Thomas,
Thanks for your help. Your information was very helpful. I do have a couple of follow up questions now that I have my program semi working. First, I'm having a problem with TDLambda where the values in the v vector grow out of control. I have a simple example in which the computer navigates an 8x8 grid and attempts to learn the fastest route to a specific position. Repeating this experiment with the TD code or TDLambda where lambda=0 shows that the computer very quickly learns the quickest path to the goal. However, when I increase lambda, the computer wanders around without noticeably learning, and the values in the v vector increase to infinity with a speed partially determined by the value of lambda. Do you have any idea what could cause this behavior? I am not using an eligibility trace and am leaving that argument out of the constructor, although my understanding is that these are improvements to the TDLambda algorithm but not necessary.
Second, clarification on the nbFeatures argument, my end goal is to use TDLambda to play checkers. The state of my system can therefore be described as an array of values of length 64. This is what I was using for x_t and x_tp1. However, after watching the v vector update (even with lambda=0), I'm wondering if I misunderstood. Should nbFeatures be the number of possible states of the board? Currently with nbFeatures=64 and lambda=0 the values in the v vector still grows to infinity over time, which appears to be due to the fact that even when the board state changes, most pieces don't move which increases the value of their corresponding position in v.

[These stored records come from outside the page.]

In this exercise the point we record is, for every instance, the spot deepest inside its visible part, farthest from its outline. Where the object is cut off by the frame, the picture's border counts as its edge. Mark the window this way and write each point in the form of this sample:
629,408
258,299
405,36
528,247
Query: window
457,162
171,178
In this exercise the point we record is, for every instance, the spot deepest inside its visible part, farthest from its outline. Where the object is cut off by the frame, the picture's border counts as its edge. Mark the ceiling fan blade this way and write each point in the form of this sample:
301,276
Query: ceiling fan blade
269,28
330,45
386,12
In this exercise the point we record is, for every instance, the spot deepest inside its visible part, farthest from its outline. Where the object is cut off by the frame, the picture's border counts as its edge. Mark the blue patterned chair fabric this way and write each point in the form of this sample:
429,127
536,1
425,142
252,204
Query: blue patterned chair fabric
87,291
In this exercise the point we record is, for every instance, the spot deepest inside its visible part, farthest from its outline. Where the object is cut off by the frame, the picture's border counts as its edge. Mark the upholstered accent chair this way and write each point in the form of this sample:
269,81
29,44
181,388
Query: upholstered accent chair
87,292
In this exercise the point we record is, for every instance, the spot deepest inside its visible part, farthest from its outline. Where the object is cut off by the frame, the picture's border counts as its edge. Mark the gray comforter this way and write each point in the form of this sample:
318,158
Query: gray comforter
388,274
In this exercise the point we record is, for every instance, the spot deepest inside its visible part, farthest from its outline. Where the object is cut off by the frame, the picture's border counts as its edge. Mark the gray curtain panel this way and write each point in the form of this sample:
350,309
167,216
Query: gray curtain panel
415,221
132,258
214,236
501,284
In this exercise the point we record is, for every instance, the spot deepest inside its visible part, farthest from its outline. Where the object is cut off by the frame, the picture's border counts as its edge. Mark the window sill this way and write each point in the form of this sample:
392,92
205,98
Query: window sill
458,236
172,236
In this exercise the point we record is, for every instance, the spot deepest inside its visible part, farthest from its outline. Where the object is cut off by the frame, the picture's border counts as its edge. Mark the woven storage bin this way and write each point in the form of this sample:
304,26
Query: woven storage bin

Lastly, I have been storing v as a bin file after every iteration of the algorithm through a game with the idea that I could shutdown the program, and start it up again where the last run left of learning. However, I don't see anyway to set v since it is protected. Do I have the right idea that this would allow me to pick up learning where an early run left off, and if so is there anyway to do this without altering your code?
Thanks for all your help,
Ryan